Airlines are a perfect example of this phenomenon. Commercial airlines emerged after the First World War, with firms such as Imperial Airways, BOAC and BEA — which later merged to become British Airways — providing an elaborate “hub and spoke” route network that traversed the globe. Passengers could fly anywhere on a single ticket, with bags checked through to their final destination. They boarded a host of different aircraft depending on demand and location. There were several different classes of travel, all the way up to luxurious lounges that served copious meals on bone china and champagne in crystal glasses. The number of routes and standards of service rose continually, but the business system became ever more complicated and expensive to operate. This greater complexity necessitated higher fares, which were introduced, yet no airline was particularly profitable, and many suffered heavy losses for years. A mass market for air travel remained elusive.

Related: How Uber Used a Simplified Business Model to Disrupt the Taxi Industry

This pattern was rudely interrupted in 1971, when Herb Kelleher started the first budget airline — Southwest — which flew a short triangular route between the Texan cities of Dallas, Houston and San Antonio. Southwest Airlines now flies more passengers within the United States than any other airline.

So what was Kelleher’s ticket to success?

He price-simplified by totally redesigning the product. After declaring “I can teach you the secret to running this airline in thirty seconds. This is it: We are the low-fare airline,” he added, “Once you understand that fact, you can make any decision about this company’s future as well as I can.”

Kelleher was being modest. He simplified Southwest’s product in several crucial ways, including:

  • only point-to-point routes;
  • one class of travel;
  • no free refreshments or lounges;
  • a fleet consisting solely of Boeing 737s, which simplified maintenance, scheduling and training;
  • 10-minute turnaround at the gate;
  • utilize smaller, secondary airports, which are cheaper and faster than the main hub airports; and
  • sell direct to customers.

The system worked because low prices meant the planes were usually full and costs were pared to the bone. But behind Kelleher’s product redesign lay something even more fundamental. He automated flying, just as Henry Ford automated car-making, Ingvar Kamprad automated the furniture industry with IKEA and the McDonald brothers automated hamburgers.

European budget airlines have further simplified Kelleher’s template by co-opting customers to do some of the work, such as checking in online, carrying their own bags to the plane and ensuring they’re ready to board promptly. This creates savings that is shared between the customers themselves and the airline.

But how do customers benefit from this efficiency savings? The obvious answer is in the price they pay: On a per-mile basis, a budget airline flight is typically less than half the price of a full-service economy (coach) equivalent and sometimes as little as a tenth. Moreover, because of fast turnaround times and the use of smaller airports, customers may also benefit from substantial time savings.
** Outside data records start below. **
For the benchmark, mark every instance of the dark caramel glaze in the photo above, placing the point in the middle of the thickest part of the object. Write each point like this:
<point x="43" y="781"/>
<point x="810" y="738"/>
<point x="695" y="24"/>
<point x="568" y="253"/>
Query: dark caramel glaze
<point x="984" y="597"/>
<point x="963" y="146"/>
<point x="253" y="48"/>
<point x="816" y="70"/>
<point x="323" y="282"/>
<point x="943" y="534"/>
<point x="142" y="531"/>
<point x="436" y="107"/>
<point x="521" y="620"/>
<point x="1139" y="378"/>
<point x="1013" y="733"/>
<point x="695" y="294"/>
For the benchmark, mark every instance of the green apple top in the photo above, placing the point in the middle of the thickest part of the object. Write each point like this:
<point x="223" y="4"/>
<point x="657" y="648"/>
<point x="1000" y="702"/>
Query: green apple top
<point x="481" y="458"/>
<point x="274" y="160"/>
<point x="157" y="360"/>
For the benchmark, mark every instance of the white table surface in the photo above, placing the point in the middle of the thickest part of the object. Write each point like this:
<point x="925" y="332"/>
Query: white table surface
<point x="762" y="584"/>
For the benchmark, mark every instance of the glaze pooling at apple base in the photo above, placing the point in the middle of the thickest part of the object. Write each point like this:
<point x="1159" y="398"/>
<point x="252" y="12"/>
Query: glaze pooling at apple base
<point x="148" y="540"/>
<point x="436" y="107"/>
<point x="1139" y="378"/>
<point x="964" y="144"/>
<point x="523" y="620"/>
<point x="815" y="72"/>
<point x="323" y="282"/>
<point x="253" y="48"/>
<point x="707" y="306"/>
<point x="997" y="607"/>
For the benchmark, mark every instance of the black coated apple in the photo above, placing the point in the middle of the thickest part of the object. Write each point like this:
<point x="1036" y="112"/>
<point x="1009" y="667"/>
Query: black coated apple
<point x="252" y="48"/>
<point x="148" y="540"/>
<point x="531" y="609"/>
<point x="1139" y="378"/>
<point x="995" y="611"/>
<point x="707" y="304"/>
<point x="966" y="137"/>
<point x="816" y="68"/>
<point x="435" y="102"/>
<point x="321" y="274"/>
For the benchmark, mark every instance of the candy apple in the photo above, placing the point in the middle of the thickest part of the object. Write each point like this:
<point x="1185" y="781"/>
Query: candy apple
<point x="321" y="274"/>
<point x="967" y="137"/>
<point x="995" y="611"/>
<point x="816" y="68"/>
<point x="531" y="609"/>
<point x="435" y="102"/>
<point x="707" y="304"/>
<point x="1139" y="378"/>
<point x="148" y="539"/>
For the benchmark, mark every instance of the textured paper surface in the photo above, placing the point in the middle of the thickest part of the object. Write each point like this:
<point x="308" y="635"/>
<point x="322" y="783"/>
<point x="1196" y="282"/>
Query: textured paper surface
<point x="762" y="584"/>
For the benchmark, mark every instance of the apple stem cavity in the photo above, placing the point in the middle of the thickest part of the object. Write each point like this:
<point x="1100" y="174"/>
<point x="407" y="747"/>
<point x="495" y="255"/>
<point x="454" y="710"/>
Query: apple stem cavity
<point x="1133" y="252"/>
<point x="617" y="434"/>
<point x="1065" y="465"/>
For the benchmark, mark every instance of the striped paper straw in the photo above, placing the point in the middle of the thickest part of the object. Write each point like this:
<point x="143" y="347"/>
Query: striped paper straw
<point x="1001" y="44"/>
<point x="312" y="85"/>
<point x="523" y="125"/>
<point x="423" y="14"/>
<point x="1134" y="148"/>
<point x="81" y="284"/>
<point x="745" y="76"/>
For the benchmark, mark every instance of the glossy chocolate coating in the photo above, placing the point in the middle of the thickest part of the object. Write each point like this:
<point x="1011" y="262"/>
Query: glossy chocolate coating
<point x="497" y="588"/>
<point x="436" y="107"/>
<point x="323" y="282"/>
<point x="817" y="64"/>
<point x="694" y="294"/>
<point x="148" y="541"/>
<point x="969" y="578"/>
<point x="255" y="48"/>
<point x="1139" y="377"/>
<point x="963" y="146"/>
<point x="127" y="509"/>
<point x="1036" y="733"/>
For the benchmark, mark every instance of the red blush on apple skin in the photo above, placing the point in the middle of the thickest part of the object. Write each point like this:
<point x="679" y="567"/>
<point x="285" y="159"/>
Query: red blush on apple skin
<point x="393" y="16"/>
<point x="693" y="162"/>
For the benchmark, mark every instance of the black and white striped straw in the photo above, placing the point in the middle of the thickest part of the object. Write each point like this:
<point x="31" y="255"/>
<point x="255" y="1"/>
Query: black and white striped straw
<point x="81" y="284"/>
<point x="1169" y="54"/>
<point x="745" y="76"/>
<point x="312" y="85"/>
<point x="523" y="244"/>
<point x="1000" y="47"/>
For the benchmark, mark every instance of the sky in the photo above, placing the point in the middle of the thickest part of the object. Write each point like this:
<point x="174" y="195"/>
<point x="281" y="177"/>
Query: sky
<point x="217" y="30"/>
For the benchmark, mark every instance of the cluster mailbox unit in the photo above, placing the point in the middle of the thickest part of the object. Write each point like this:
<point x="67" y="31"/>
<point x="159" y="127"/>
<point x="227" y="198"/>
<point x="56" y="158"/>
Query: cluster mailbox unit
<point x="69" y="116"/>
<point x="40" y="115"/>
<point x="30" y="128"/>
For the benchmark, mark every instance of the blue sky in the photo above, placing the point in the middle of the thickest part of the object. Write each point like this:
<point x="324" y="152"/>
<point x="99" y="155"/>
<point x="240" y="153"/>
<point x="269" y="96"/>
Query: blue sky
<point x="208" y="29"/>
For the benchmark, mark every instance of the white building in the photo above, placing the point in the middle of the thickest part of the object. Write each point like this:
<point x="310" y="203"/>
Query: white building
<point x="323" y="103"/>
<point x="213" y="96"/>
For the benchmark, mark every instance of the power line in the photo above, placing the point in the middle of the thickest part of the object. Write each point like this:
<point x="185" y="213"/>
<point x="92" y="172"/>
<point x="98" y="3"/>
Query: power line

Related: How Airbnb Changed the Traditional Lodging Industry

What works for the customers also works for the budget carriers. For decades, the airline industry was notorious for losses and bankruptcies, and poor returns even for the survivors. Yet the largest budget airlines — Southwest, EasyJet and Ryanair — have all demonstrated dramatic growth in revenues, earnings per share and stock market value.

Much more important, however, is that airline simplifying has made it easier for a wide range of people to visit their friends and family. It has shrunk the globe, enhancing the experiences and increasing the sophistication of hundreds of million travelers. Finally, because flying is so much safer than driving, it may even be said that the budget airlines have saved thousands of lives.